Biochemistry. 1996 Dec 24;35(51):16557-65. doi: 10.1021/bi962388+.
Yeast actin mutants with acidic residues at the N terminus either neutralized (DNEQ) or deleted (delta-DSE) were used to assess the role of N-terminal acidic residues in the interactions of actin with myosin in the contractile cycle. Cosedimentation experiments revealed an approximately 3-fold decrease in the binding constant for DNEQ and delta-DSE actins to myosin subfragment-1 (S1) relative to that of wild type actin both in the presence of MgATP and in the absence of nucleotides (strong binding). DNEQ and delta-DSE actins protected S1 from tryptic digestion as well as the wild type and rabbit actins. The activation of S1 ATPase by DNEQ and delta-DSE actins (up to 50 microM) was very low but increased greatly after cross-linking these mutant actins to S1 by dimethyl suberimidate. Thus, the increased dissociation of mutant actins from S1 in the presence of ATP is the main cause for the low acto-S1 ATPase activities. At low-ionic strength conditions and in the presence of methylcellulose, the DNEQ and delta-DSE actins moved in the in vitro motility assays at a mean velocity similar to that of wild type actin (3.0 microns/s). Yet, the sliding velocity of the N-terminal and D24A/D25A and E99A/E100A mutant actins decreased relative to that of the wild type at all levels of external load introduced into the assay and at low densities of heavy meromyosin (HMM) on the cover slip. This indicates a lower relative force generation with the mutant actins. In contrast, the force generated under the same conditions with the 4Ac mutant actin (with four acidic charges at the N terminus) was higher than with wild type actin. At higher-ionic strength conditions (I = 150 mM), the sliding of the DNEQ and delta-DSE as well as that of the D24A/D25A and E99A/E100A actins ceased even in the presence of methylcellulose, while I341A actin (deficient in strong binding to myosin) still moved. These results indicate the importance of electrostatic actomyosin interactions under physiological salt conditions and show functionally distinct roles for the different myosin binding sites on actin.

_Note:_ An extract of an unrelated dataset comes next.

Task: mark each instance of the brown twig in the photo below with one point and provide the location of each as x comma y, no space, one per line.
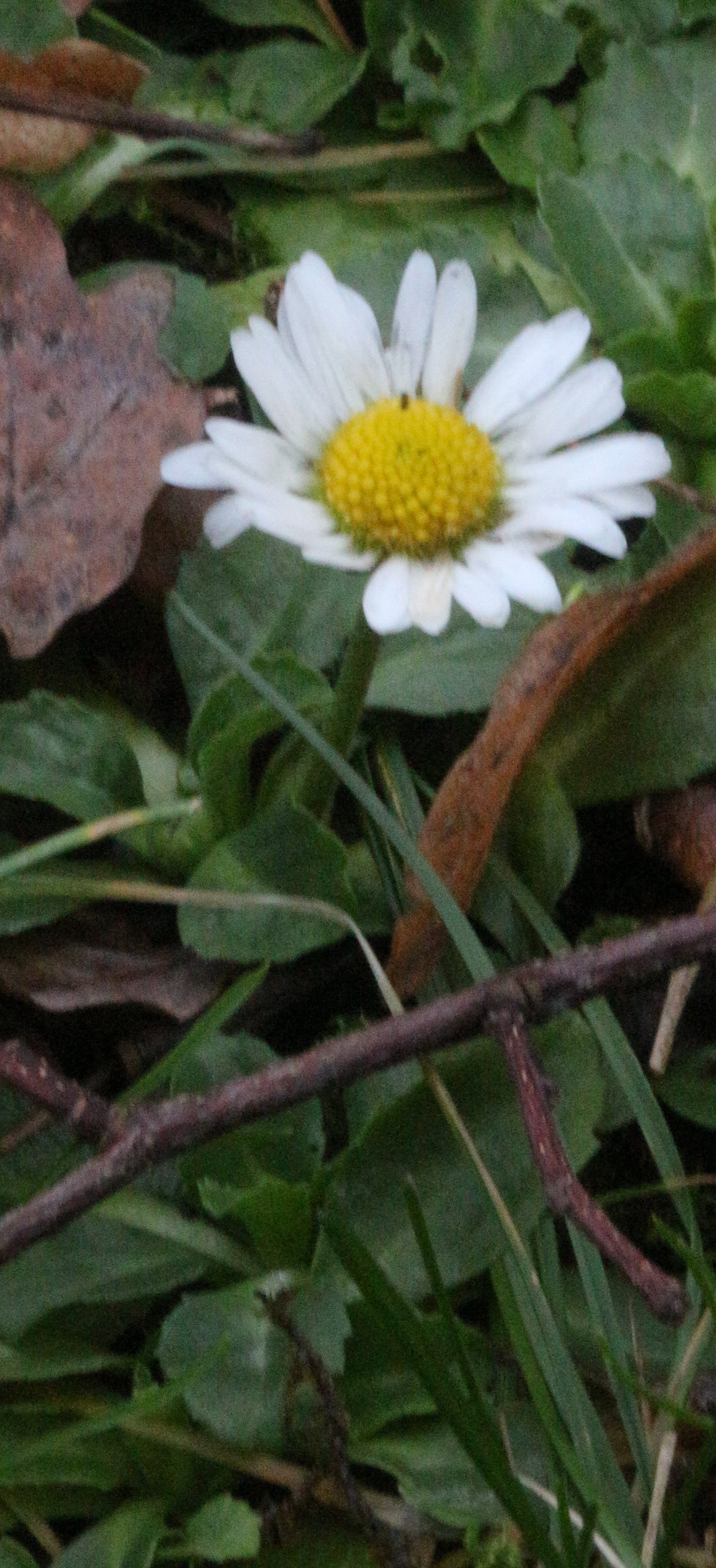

将N端带有酸性残基的酵母肌动蛋白突变体进行中和(DNEQ)或缺失(delta-DSE)处理,以评估N端酸性残基在收缩循环中肌动蛋白与肌球蛋白相互作用中的作用。共沉降实验表明,在存在MgATP和不存在核苷酸(强结合)的情况下,相对于野生型肌动蛋白,DNEQ和delta-DSE肌动蛋白与肌球蛋白亚片段-1(S1)的结合常数降低了约3倍。DNEQ和delta-DSE肌动蛋白对S1的胰蛋白酶消化的保护作用与野生型和兔肌动蛋白相同。DNEQ和delta-DSE肌动蛋白(浓度高达50 microM)对S1 ATP酶的激活作用非常低,但在用辛二酸二甲酯将这些突变肌动蛋白与S1交联后,激活作用大大增加。因此,在ATP存在下突变肌动蛋白与S1解离增加是肌动蛋白-S1 ATP酶活性低的主要原因。在低离子强度条件下且存在甲基纤维素时,DNEQ和delta-DSE肌动蛋白在体外运动分析中的平均移动速度与野生型肌动蛋白相似(3.0微米/秒)。然而,在引入分析的所有外部负载水平以及盖玻片上重酶解肌球蛋白(HMM)低密度的情况下,N端以及D24A/D25A和E99A/E100A突变肌动蛋白的滑动速度相对于野生型有所降低。这表明突变肌动蛋白产生的相对力较低。相比之下,在相同条件下,4Ac突变肌动蛋白(N端带有四个酸性电荷)产生的力高于野生型肌动蛋白。在较高离子强度条件下(I = 150 mM),即使存在甲基纤维素,DNEQ和delta-DSE以及D24A/D25A和E99A/E100A肌动蛋白的滑动也会停止,而I341A肌动蛋白(与肌球蛋白的强结合缺陷)仍会移动。这些结果表明生理盐条件下静电肌动球蛋白相互作用的重要性,并显示了肌动蛋白上不同肌球蛋白结合位点的功能不同作用。